The function of credit in a simple society is, in fact, remarkably egalitarian. It allows the man with energy and no money to participate in the economy more or less on a par with the man who has capital of his own. And the more casual the conditions under which credit is granted and hence the more impecunious those accommodated, the more egalitarian credit is… Bad banks, unlike good, loaned to the poor risk, which is another name for the poor man.”
And so, to me, that clearly implies that the regulators of the Basel Committee are regulating in favor of, or under instructions from, the banks of “East” and the sovereigns, the respectfully affluent they meet in Davos; while completely ignoring the risk-taking needs of the new economy of the “West”, and for which any additional bias against perceived credit risk, condemns it to even more misery and doom.
In the West live the unemployed, the younger generations, the developing economies and all those clamoring for an opportunity to have a go at their dreams.

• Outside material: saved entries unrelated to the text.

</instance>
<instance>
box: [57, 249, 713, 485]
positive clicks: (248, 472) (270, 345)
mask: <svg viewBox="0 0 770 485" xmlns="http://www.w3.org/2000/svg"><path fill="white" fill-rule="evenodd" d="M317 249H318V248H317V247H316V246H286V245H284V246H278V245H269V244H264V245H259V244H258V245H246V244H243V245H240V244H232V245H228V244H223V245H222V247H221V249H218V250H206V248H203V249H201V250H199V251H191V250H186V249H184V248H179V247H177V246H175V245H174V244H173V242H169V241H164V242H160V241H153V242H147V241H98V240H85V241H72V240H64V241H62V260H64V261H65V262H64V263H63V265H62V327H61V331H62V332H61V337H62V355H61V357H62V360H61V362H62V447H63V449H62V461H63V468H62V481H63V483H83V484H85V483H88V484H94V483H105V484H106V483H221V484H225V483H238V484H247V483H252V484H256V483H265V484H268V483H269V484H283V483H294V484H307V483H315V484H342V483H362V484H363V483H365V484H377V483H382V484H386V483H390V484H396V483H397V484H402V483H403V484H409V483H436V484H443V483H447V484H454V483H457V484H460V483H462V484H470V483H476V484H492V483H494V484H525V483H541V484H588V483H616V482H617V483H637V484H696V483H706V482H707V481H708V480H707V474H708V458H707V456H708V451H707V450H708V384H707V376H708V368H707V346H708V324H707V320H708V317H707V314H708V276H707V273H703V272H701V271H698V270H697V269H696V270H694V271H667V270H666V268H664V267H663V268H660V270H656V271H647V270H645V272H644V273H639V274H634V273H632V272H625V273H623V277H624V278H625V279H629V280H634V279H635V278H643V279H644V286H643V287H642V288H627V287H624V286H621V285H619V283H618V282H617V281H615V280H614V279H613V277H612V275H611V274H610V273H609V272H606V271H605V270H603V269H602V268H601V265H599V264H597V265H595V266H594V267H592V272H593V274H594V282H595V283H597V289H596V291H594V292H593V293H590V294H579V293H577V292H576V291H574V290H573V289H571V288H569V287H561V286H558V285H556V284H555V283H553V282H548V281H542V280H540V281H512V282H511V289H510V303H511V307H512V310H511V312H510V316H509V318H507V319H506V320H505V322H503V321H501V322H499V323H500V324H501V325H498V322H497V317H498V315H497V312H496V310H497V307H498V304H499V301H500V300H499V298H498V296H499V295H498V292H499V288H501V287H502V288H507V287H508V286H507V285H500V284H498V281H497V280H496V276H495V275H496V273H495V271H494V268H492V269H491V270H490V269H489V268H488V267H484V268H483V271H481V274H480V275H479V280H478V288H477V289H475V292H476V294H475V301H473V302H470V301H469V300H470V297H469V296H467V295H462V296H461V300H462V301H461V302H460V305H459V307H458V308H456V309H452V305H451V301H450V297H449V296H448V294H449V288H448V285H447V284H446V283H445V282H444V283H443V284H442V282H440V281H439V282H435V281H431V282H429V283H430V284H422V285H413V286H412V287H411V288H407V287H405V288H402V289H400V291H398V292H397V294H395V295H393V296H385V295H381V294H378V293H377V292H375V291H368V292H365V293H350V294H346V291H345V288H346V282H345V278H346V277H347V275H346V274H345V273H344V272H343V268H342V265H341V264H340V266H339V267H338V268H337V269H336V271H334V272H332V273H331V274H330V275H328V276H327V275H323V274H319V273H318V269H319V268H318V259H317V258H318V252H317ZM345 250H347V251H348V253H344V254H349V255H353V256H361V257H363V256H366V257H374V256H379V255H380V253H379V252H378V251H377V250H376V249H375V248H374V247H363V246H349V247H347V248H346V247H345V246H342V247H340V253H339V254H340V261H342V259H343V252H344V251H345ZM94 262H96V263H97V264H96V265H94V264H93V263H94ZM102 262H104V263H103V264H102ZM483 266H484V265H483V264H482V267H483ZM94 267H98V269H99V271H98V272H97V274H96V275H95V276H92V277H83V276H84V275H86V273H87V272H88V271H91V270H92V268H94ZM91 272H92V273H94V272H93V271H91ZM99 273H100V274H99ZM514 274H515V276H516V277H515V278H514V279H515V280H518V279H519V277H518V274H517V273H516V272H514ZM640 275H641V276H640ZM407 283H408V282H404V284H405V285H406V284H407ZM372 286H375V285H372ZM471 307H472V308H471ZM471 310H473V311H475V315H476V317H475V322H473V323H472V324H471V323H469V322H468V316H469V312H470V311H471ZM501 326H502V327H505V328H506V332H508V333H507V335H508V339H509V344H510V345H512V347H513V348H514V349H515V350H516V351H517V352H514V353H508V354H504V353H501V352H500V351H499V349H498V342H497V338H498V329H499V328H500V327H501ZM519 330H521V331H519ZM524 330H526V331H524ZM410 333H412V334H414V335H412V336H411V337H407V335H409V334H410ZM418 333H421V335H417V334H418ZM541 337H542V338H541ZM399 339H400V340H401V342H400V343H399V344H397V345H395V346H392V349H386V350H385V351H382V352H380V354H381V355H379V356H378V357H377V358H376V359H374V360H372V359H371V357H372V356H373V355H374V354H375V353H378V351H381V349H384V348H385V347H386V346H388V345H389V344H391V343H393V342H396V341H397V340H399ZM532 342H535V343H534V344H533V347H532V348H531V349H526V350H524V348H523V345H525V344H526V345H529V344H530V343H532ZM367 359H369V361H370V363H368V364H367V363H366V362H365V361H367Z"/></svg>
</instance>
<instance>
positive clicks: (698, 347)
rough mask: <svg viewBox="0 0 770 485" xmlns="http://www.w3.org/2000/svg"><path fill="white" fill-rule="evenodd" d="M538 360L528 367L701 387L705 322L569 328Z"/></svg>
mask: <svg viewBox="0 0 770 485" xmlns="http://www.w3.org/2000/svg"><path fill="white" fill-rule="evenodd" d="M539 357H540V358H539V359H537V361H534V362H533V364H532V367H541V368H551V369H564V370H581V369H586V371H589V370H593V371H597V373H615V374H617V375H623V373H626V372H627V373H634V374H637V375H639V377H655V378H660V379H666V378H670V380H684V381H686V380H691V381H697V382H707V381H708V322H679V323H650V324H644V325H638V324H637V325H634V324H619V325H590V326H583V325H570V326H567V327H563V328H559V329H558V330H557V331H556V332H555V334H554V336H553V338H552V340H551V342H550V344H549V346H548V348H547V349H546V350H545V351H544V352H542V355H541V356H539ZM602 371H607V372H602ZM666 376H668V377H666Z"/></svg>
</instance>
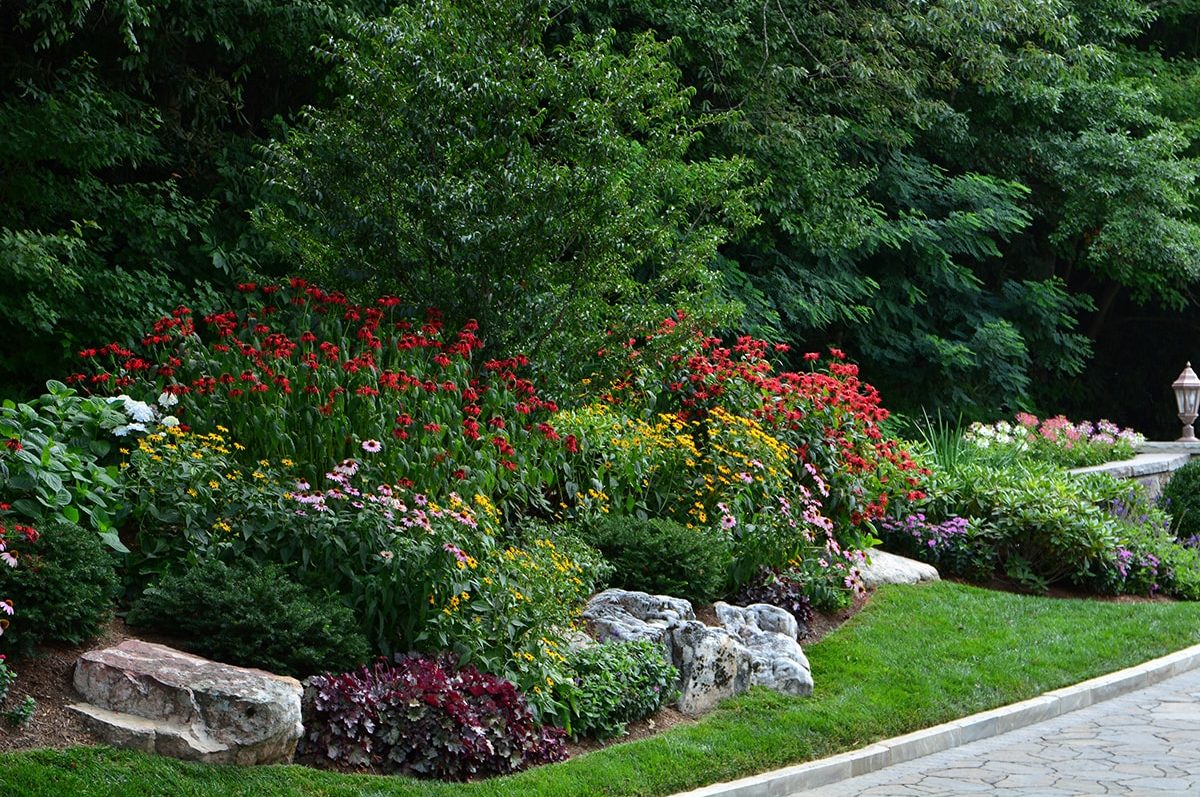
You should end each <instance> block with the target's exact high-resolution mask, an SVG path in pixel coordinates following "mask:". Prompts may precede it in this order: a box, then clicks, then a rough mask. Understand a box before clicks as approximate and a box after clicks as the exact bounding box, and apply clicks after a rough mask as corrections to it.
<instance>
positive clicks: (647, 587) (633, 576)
mask: <svg viewBox="0 0 1200 797" xmlns="http://www.w3.org/2000/svg"><path fill="white" fill-rule="evenodd" d="M589 541H590V543H592V545H594V546H595V547H598V549H600V552H601V553H604V555H605V558H606V559H608V562H610V563H611V564H612V565H613V568H614V573H613V576H612V579H611V583H612V586H614V587H620V588H623V589H638V591H641V592H648V593H652V594H662V595H673V597H676V598H686V599H688V600H690V601H692V603H696V604H704V603H709V601H712V600H713V599H714V598H718V597H719V595H720V593H721V588H722V587H724V585H725V580H726V575H727V574H728V570H730V565H731V562H732V553H731V552H730V543H728V539H727V538H725V537H722V535H721V534H720V532H718V531H715V529H713V528H710V527H696V528H688V527H685V526H684V525H682V523H677V522H674V521H671V520H665V519H653V520H638V519H637V517H630V516H614V517H605V519H604V520H600V521H598V522H596V523H595V525H594V527H593V538H592V539H590V540H589Z"/></svg>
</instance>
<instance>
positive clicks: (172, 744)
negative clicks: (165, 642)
mask: <svg viewBox="0 0 1200 797" xmlns="http://www.w3.org/2000/svg"><path fill="white" fill-rule="evenodd" d="M74 685H76V689H77V690H78V691H79V694H80V695H82V696H83V697H84V700H85V701H86V702H84V703H76V705H73V706H71V707H70V708H71V709H72V711H74V712H77V713H78V714H79V715H80V717H82V718H83V719H84V721H85V723H86V725H88V726H89V729H90V730H91V731H92V733H95V735H96V736H97V737H98V738H100V739H101V741H103V742H104V743H107V744H113V745H116V747H127V748H133V749H138V750H144V751H146V753H157V754H160V755H169V756H173V757H176V759H185V760H188V761H204V762H208V763H241V765H254V763H286V762H288V761H290V760H292V756H293V755H294V754H295V748H296V742H298V741H299V738H300V735H301V733H302V732H304V726H302V725H301V723H300V695H301V691H302V690H301V687H300V682H299V681H296V679H295V678H289V677H287V676H277V675H274V673H270V672H265V671H263V670H250V669H247V667H235V666H232V665H228V664H221V663H218V661H210V660H209V659H203V658H200V657H198V655H192V654H191V653H184V652H182V651H176V649H174V648H169V647H167V646H164V645H154V643H151V642H143V641H140V640H127V641H125V642H121V643H120V645H118V646H116V647H110V648H106V649H102V651H89V652H88V653H84V654H83V655H82V657H79V661H78V664H77V665H76V672H74Z"/></svg>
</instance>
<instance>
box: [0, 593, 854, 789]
mask: <svg viewBox="0 0 1200 797" xmlns="http://www.w3.org/2000/svg"><path fill="white" fill-rule="evenodd" d="M868 599H869V595H868V597H862V598H859V599H857V600H856V601H854V605H853V606H851V607H850V609H846V610H844V611H839V612H833V613H829V615H821V613H818V615H816V616H815V617H814V619H812V623H810V625H809V629H808V633H806V634H804V635H803V636H802V637H800V643H802V645H804V646H808V645H812V643H814V642H816V641H817V640H820V639H821V637H822V636H824V635H826V634H828V633H829V631H832V630H834V629H835V628H838V627H839V625H841V624H842V623H845V622H846V621H847V619H850V618H851V617H852V616H854V615H856V613H858V612H859V611H862V609H863V606H864V605H865V604H866V601H868ZM696 616H697V618H698V619H701V621H702V622H704V623H707V624H710V625H715V624H716V613H715V612H714V611H713V607H712V606H701V607H698V609H697V610H696ZM134 637H137V639H143V640H149V641H151V642H162V643H164V645H173V646H174V647H179V643H178V640H172V639H169V637H163V636H158V635H154V634H149V635H148V634H143V633H140V629H139V633H133V631H132V630H131V629H128V628H126V625H125V623H124V622H122V621H121V619H120V618H114V619H113V621H112V622H110V623H109V624H108V627H107V628H106V629H104V631H103V634H101V635H100V637H97V639H96V640H92V641H91V642H89V643H88V645H82V646H76V647H68V646H43V647H41V648H38V651H37V652H36V653H35V654H34V655H32V657H29V658H24V659H20V660H18V661H16V663H13V670H16V671H17V683H16V685H14V687H13V691H12V695H11V696H10V699H8V705H14V702H16V701H19V700H22V699H23V697H24V696H25V695H32V697H34V699H35V700H36V701H37V712H36V713H35V714H34V718H32V719H31V720H30V721H29V723H28V724H26V725H25V726H23V727H19V729H13V727H11V726H8V725H6V724H4V723H0V753H6V751H10V750H19V749H29V748H55V749H56V748H65V747H71V745H76V744H91V743H92V739H91V737H90V736H89V733H88V731H86V730H85V729H84V726H83V723H82V721H80V720H79V719H78V718H77V717H76V714H74V713H73V712H71V711H68V709H67V706H70V705H71V703H74V702H78V701H79V695H78V694H76V690H74V687H73V685H72V677H73V673H74V665H76V660H77V659H78V658H79V655H80V654H83V653H85V652H88V651H91V649H96V648H102V647H112V646H114V645H119V643H120V642H122V641H125V640H127V639H134ZM694 721H696V719H695V718H691V717H688V715H686V714H683V713H680V712H678V711H676V709H674V708H664V709H661V711H659V712H658V713H655V714H653V715H652V717H648V718H646V719H642V720H638V721H637V723H631V724H630V725H629V729H628V732H626V733H625V735H624V736H620V737H617V738H613V739H606V741H604V742H598V741H594V739H581V741H580V742H572V743H570V744H569V745H568V751H569V754H570V755H571V756H576V755H582V754H584V753H590V751H593V750H599V749H601V748H605V747H608V745H611V744H618V743H622V742H631V741H635V739H642V738H647V737H649V736H654V735H655V733H661V732H662V731H666V730H668V729H671V727H674V726H676V725H682V724H688V723H694ZM298 762H299V763H308V765H317V766H320V765H323V763H325V762H322V761H318V760H314V757H313V756H302V757H301V759H299V760H298ZM360 772H361V771H360Z"/></svg>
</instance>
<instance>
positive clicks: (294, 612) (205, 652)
mask: <svg viewBox="0 0 1200 797" xmlns="http://www.w3.org/2000/svg"><path fill="white" fill-rule="evenodd" d="M126 622H127V623H128V624H130V625H137V627H144V628H151V629H155V630H158V631H162V633H164V634H170V635H172V636H181V637H185V639H186V647H187V648H188V649H190V651H192V652H193V653H197V654H199V655H204V657H208V658H211V659H216V660H218V661H226V663H228V664H235V665H239V666H247V667H260V669H263V670H269V671H271V672H280V673H286V675H292V676H296V677H304V676H310V675H313V673H317V672H328V671H331V670H349V669H350V667H355V666H358V665H360V664H362V663H364V661H366V660H368V659H370V658H371V652H370V648H368V647H367V642H366V639H365V637H364V636H362V634H361V631H359V628H358V623H356V622H355V619H354V616H353V613H352V612H350V610H349V609H347V607H346V606H344V605H343V604H341V603H340V601H338V599H337V598H336V597H334V595H328V597H324V598H322V597H320V595H317V594H313V593H312V592H311V591H310V589H307V588H306V587H302V586H300V585H298V583H295V582H294V581H292V580H289V579H288V577H287V574H286V573H284V571H283V570H281V569H280V568H276V567H259V565H256V564H252V563H238V564H234V565H232V567H230V565H227V564H224V563H223V562H221V561H220V559H205V561H202V562H200V563H199V564H197V565H196V567H193V568H192V569H190V570H187V571H186V573H184V574H181V575H170V576H167V577H164V579H163V580H162V581H160V582H158V583H157V585H156V586H154V587H150V588H148V589H146V591H145V592H144V593H143V594H142V597H140V598H138V600H137V601H134V604H133V607H132V609H131V610H130V613H128V617H127V618H126Z"/></svg>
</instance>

The prime purpose of banks is to channelize efficiently excessive savings to the economy and, if you cut off the options, just because you do not like banks to take risks, those excessive savings must find other outlets or do nothing… all with expected unexpected consequences.
To top it up, regulators did not do their basic homework. Had they done so they would have understood that for the bank systems in general, what is perceived ex ante as risky, poses no danger at all. All big bank crises always result from excessive exposures to something wrongly perceived ex ante as safe.
PS. The following risk weights, for the purpose of determining the capital requirements for banks, evidence clearly he dangerous ideology and ignorance of the member of the Basel Committee.
Sovereigns 0% Citizens 100% can only be risk weights thought up by convinced raving mad statists.
AAA rated 20% Below BB- rated 150% can only be risk weights thought up by those who have no idea of life on Main Street.